Graphique 6 - Répartition des émissions par type de sous-jacents (États-Unis)
RMBS = residential mortgage-backed securities.Données au 21 décembre 2012.
Source : JP Morgan.
 
Graphique 7 - Émissions annuelles de titrisation en Europe (en Md$)
Données au 21 décembre 2012.
Source : JP Morgan.
 
Graphique 8 - Répartition des émissions par type de sous-jacents (Europe)
CMBS = commercial residential mortgage-backed securities.
Données au 21 décembre 2012.
Source : JP Morgan.

De telles évolutions s’expliquent en partie par le quasi-arrêt de la titrisation aux États-Unis et son très fort ralentissement en Europe (cf. graphiques 5 et 7 supra). Entre ces deux zones, les actifs titrisés sont de nature très différente (cf. graphiques 6 et 8 supra). En Europe, les titres adossés à des créances hypothécaires résidentielles (RMBS) représentent près de 60 % des émissions et l’on note une part importante des obligations adossées à des actifs (CDO – collateralized debt obligations).

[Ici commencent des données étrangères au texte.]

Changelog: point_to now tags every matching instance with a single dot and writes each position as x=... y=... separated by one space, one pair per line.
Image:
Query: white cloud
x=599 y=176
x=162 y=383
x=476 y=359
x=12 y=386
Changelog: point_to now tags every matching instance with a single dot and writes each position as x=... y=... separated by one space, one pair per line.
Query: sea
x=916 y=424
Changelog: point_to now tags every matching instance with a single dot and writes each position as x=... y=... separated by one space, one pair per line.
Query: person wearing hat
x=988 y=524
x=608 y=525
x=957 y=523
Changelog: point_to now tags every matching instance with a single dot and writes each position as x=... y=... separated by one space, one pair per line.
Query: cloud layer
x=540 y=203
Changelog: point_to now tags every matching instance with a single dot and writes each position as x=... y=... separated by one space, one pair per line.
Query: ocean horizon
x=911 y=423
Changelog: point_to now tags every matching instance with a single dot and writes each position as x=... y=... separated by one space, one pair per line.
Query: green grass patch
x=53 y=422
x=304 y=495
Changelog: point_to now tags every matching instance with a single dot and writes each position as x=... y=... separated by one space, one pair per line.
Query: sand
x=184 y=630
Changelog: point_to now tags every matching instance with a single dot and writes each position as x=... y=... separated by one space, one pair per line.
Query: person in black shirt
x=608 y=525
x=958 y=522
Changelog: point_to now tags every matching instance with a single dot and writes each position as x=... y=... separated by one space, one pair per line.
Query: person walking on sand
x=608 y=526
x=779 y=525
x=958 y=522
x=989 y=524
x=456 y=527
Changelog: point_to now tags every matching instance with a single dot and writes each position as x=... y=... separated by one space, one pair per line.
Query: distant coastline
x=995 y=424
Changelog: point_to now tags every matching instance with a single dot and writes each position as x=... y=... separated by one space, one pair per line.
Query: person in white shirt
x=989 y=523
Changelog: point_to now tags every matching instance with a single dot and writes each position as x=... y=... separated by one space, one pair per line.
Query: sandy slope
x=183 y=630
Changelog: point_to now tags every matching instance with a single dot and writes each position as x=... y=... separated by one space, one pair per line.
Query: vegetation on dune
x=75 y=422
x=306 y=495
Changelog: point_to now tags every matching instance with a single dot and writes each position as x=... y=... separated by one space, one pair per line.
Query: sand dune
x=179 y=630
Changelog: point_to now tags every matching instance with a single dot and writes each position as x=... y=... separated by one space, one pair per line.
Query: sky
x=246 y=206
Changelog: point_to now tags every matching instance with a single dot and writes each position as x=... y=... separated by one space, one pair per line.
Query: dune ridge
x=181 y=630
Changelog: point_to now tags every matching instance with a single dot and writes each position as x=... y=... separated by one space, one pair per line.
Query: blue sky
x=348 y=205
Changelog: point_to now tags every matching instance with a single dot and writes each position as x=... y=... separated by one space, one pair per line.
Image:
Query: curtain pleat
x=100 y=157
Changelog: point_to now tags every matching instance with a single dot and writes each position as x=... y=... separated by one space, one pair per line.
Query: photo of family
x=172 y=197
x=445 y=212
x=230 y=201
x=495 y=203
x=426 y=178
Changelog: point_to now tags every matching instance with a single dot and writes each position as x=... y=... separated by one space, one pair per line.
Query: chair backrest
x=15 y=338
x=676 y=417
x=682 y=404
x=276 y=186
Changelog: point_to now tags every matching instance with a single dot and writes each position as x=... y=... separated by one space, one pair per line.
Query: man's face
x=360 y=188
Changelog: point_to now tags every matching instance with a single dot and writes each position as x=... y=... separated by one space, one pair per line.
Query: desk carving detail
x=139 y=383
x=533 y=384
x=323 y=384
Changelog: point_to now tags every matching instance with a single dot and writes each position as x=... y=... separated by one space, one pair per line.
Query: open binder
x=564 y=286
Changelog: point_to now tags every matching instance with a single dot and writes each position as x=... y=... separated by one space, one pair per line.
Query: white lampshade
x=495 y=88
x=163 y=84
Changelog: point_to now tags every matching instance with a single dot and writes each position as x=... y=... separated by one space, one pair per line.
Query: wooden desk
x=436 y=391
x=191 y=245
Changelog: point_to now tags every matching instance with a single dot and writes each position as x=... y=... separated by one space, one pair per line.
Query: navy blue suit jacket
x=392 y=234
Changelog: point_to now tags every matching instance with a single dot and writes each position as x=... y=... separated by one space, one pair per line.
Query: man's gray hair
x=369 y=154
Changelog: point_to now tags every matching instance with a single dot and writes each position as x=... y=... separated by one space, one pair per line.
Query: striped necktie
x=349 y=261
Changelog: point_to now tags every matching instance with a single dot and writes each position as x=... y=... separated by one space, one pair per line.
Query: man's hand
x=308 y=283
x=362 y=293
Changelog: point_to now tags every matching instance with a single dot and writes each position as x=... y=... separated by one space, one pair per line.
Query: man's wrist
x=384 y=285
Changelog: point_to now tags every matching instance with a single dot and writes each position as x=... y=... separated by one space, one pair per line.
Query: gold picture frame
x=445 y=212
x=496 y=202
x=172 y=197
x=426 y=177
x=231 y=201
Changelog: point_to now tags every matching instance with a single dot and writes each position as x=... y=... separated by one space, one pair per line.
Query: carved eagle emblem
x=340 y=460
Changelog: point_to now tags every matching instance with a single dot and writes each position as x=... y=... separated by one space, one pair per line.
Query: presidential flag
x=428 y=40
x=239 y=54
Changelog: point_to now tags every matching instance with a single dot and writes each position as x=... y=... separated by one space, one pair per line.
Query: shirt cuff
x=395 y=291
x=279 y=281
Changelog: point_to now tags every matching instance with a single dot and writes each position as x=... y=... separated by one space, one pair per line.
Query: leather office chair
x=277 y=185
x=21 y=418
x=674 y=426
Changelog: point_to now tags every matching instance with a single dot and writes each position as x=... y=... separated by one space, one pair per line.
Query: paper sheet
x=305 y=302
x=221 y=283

La plupart des émissions réalisées en Europe au cours de ces dernières années l’ont été au Royaume-Uni, en Espagne et aux Pays-Bas et concernent principalement les crédits hypothécaires résidentiels (RMBS) (cf. graphique 9).

 
Graphique 9 - Répartition des émissions de titrisation par type et nationalité des émetteurs, hors CB
Union européenne (en Md$)
Données au 2 janvier 2013.
Source : JP Morgan.

C’est également au Royaume-Uni et aux Pays-Bas que la taille du shadow banking rapportée au PIB est la plus importante. Elle dépasse même dans ce dernier cas la taille du secteur bancaire traditionnel. Dans ces deux pays, elle est en outre proche de celle de Hong Kong et dépasse celle de Singapour et ou de la Suisse (cf. graphique 10 infra). Dans tous ces pays, qui sont des places financières très importantes au niveau mondial, la taille du secteur bancaire apparaît elle-même considérable (de trois à huit fois celle du PIB).

 
Graphique 10 - Secteur bancaire et shadow banking (en % du PIB)
Sources : FSB (2012a) ; comptes financiers, banques centrales nationales.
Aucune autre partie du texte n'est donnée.